С 27 февраля по 10 марта 1937 года Риббентроп опять отсутствовал на рабочем месте, но не давал забыть о себе ни на минуту. 1 марта на Лейпцигской ярмарке он произнес речь о колониальных претензиях Германии{76}. Выдержанная в «лучших традициях» нацистской риторики, речь предназначалась для «внутреннего употребления» и была призвана укрепить позиции Риббентропа в партии, но не могла пройти незамеченной в Англии. Бывший министр колоний Лео Эмери назвал ее «неприятным подобием ультиматума без указанного срока», а в Палате общин был задан вопрос, сделает ли правительство протест по поводу действий посла, нарушающих его официальный статус{77}.

За Риббентропом закрепилось каламбурное прозвище Brickendrop, «ронятель кирпичей» — от идиомы to drop a brick, означающей не только «уронить кирпич», но и «сморозить глупость». Однако ему удалось восстановить репутацию за счет грандиозного бала, которым ознаменовалось открытие здания посольства после ремонта.
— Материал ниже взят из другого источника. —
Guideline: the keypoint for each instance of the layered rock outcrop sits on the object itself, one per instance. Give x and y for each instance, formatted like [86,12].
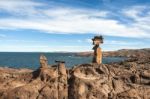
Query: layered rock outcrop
[125,80]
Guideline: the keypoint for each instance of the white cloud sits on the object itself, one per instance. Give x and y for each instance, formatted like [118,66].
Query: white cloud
[72,20]
[2,36]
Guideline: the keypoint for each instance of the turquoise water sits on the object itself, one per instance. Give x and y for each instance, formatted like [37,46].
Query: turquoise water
[31,60]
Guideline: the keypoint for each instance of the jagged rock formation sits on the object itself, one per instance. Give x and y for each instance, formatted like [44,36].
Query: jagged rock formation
[97,58]
[125,80]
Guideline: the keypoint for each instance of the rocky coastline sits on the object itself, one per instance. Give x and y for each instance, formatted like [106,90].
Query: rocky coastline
[129,79]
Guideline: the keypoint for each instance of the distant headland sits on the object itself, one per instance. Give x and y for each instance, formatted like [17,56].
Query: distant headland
[128,79]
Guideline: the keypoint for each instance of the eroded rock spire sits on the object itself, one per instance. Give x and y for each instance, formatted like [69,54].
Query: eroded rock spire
[97,40]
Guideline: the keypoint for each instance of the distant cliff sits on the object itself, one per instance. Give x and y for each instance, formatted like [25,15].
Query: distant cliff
[125,80]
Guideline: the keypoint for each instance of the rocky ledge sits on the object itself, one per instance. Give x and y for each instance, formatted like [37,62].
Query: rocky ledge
[125,80]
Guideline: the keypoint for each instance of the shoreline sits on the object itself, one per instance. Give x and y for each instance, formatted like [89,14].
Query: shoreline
[127,79]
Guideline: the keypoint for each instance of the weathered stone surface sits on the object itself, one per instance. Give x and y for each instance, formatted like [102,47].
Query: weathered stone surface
[125,80]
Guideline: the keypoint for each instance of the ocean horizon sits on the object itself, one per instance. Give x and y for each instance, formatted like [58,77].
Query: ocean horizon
[30,60]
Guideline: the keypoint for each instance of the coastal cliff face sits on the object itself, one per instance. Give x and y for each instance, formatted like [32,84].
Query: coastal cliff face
[125,80]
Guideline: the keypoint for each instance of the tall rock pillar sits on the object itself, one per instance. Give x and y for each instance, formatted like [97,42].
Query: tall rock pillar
[62,81]
[97,58]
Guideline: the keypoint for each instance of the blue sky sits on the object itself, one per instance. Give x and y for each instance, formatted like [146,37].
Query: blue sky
[69,25]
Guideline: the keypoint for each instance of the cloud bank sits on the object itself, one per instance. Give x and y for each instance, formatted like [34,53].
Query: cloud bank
[39,16]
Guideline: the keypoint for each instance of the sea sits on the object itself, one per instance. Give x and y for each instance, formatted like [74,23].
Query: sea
[30,60]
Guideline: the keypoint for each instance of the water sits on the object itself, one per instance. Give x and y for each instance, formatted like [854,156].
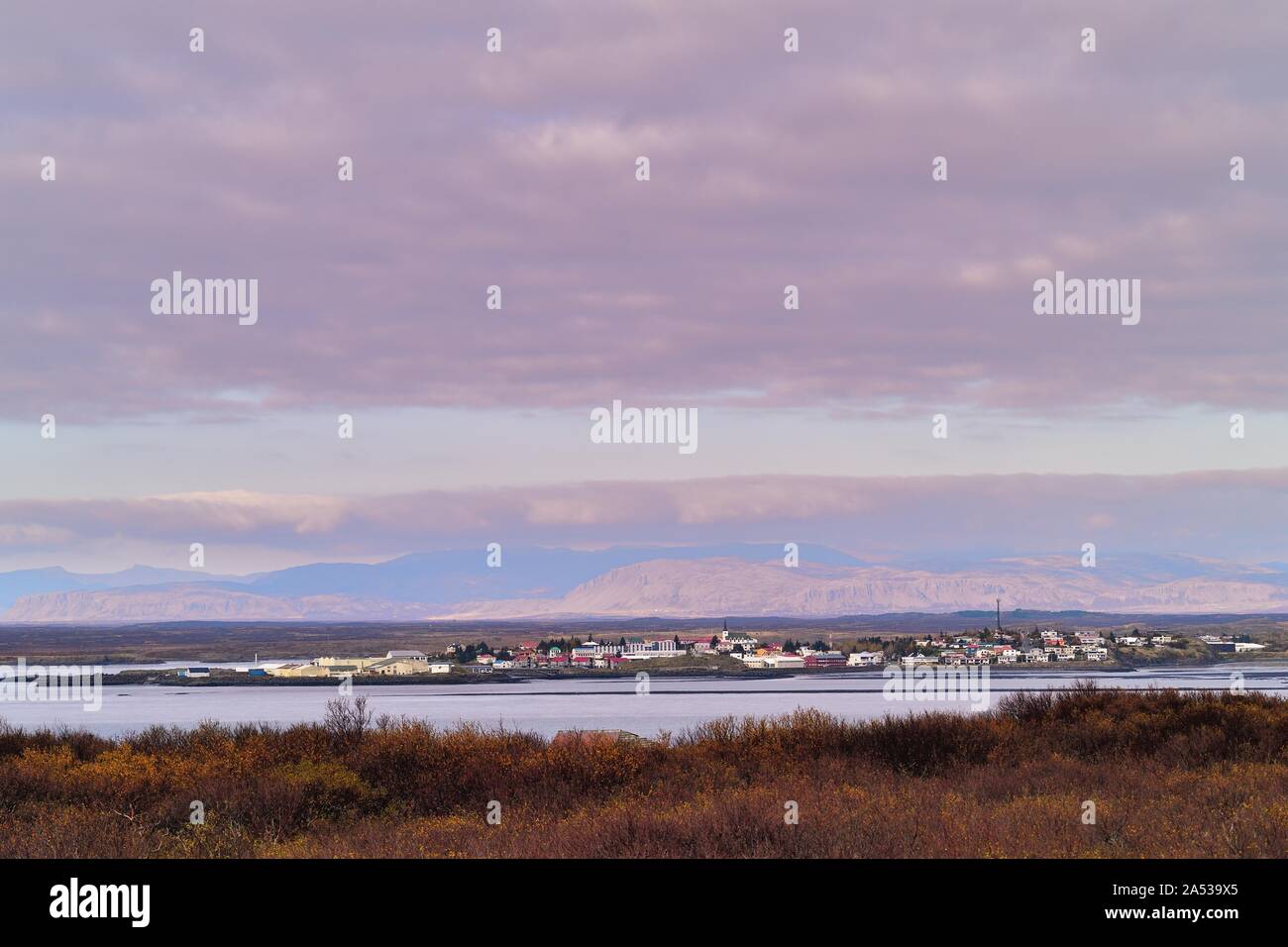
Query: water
[548,706]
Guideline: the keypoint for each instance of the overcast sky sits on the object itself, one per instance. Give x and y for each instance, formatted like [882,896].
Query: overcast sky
[518,169]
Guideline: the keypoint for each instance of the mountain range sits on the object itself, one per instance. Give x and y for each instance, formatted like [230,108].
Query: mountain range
[640,581]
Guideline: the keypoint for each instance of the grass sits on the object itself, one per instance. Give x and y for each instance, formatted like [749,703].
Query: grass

«Насколько серьезной являлась для Гитлера новая попытка достичь принципиального союза с Великобританией, свидетельствует его указание перестроить и роскошно отделать немецкое посольство в Лондоне, — свидетельствует Рудольф фон Риббентроп. — Этот жест был призван подчеркнуть, какое политическое значение придается им замещению посольского поста в Лондоне. Невольно возникает искушение заметить, что на большее „объяснение в любви“ к Англии страстный, почти маниакальный архитектор Гитлер вряд ли был способен»{78}. Разработку планов реконструкции фюрер поручил своему придворному архитектору Альберту Шпееру; мебель была изготовлена по эскизам другого его любимца — Пауля Трооста. Городские власти Лондона выступили против изменения фасада здания, являвшегося памятником архитектуры. Пришлось ограничиться внутренним убранством, преобразованным в духе любимого нацистами неоклассического стиля, из-за чего остряки сравнивали посольство с нью-йоркским отелем «Уолдорф-Астория». Из германских музеев было доставлено множество картин. Аннелиз, принимавшая во всем живейшее участие и вывесившая в одном из залов принадлежавшую ей «Мадонну» Фра Беато Анджелико, вспоминала: «Из соображений экономии валюты в связи с начавшимся тогда осуществлением четырехлетнего плана все основные предметы обстановки и оборудования ввозились из Германии. Даже рабочие-специалисты прибывали оттуда. Поэтому мой муж был немало удивлен, когда однажды в период перестройки здания ему позвонил Геринг [уполномоченный по четырехлетнему плану. — В. М.] и попросил не вскрывать, а сразу же сжечь посланное им, Герингом, с курьером письмо, в котором содержались серьезные упреки насчет якобы непомерного расходования валюты на нее. Тем временем Геринг, оказывается, узнал, что, наоборот, все желаемые меры по экономии валюты приняты и все заказы размещены в Германии»{79}.

После войны мемуаристы злословили по поводу неимоверной роскоши (перестройка обошлась то ли в три, то ли в пять миллионов рейхсмарок), включая 82 телефона, якобы установленных для личного пользования посла и его супруги. «Фантастические россказни о перестройке лондонского посольства вновь ожили после 1945 года, но правдивее они от этого не стали»{80}, — заключила свой рассказ фрау Аннелиз.

Бал 13 мая 1937 года был приурочен к торжествам по случаю коронации Георга VI, состоявшейся днем ранее. Говорили, что посол Третьего рейха решил затмить пышностью британский двор. Среди полутора тысяч гостей были герцог и герцогиня Кентские, министры, генералы, лорды, депутаты, множество иностранцев. Особые почести были оказаны военному министру Вернеру фон Бломбергу, произведенному в генерал-фельдмаршалы и представлявшему Германию на коронации (ходили слухи, что Риббентроп постарался не допустить на нее Нейрата или Геринга). На первом завтраке в честь Бломберга присутствовали Болдуин, Иден, Ванситтарт, лорд Лондондерри, архиепископ Кентерберийский, лорды Лотиан, Дерби и Ротермир; на втором — Невилл Чемберлен (вскоре назначенный премьером вместо Болдуина), Хор, лорд Галифакс, ярые германофобы Уинстон Черчилль и Альфред Дафф Купер, а также хозяйка модного салона Эмеральд Кунард, любившая терроризировать Риббентропа вопросами об отношении Гитлера к евреям или к христианству. Другая светская львица — леди Астор публично назвала Риббентропа «чертовски плохим послом», ссылаясь на полное отсутствие у него чувства юмора. «Вам надо слышать, как мы с фюрером покатываемся со смеха, когда шутим», — невозмутимо парировал посол.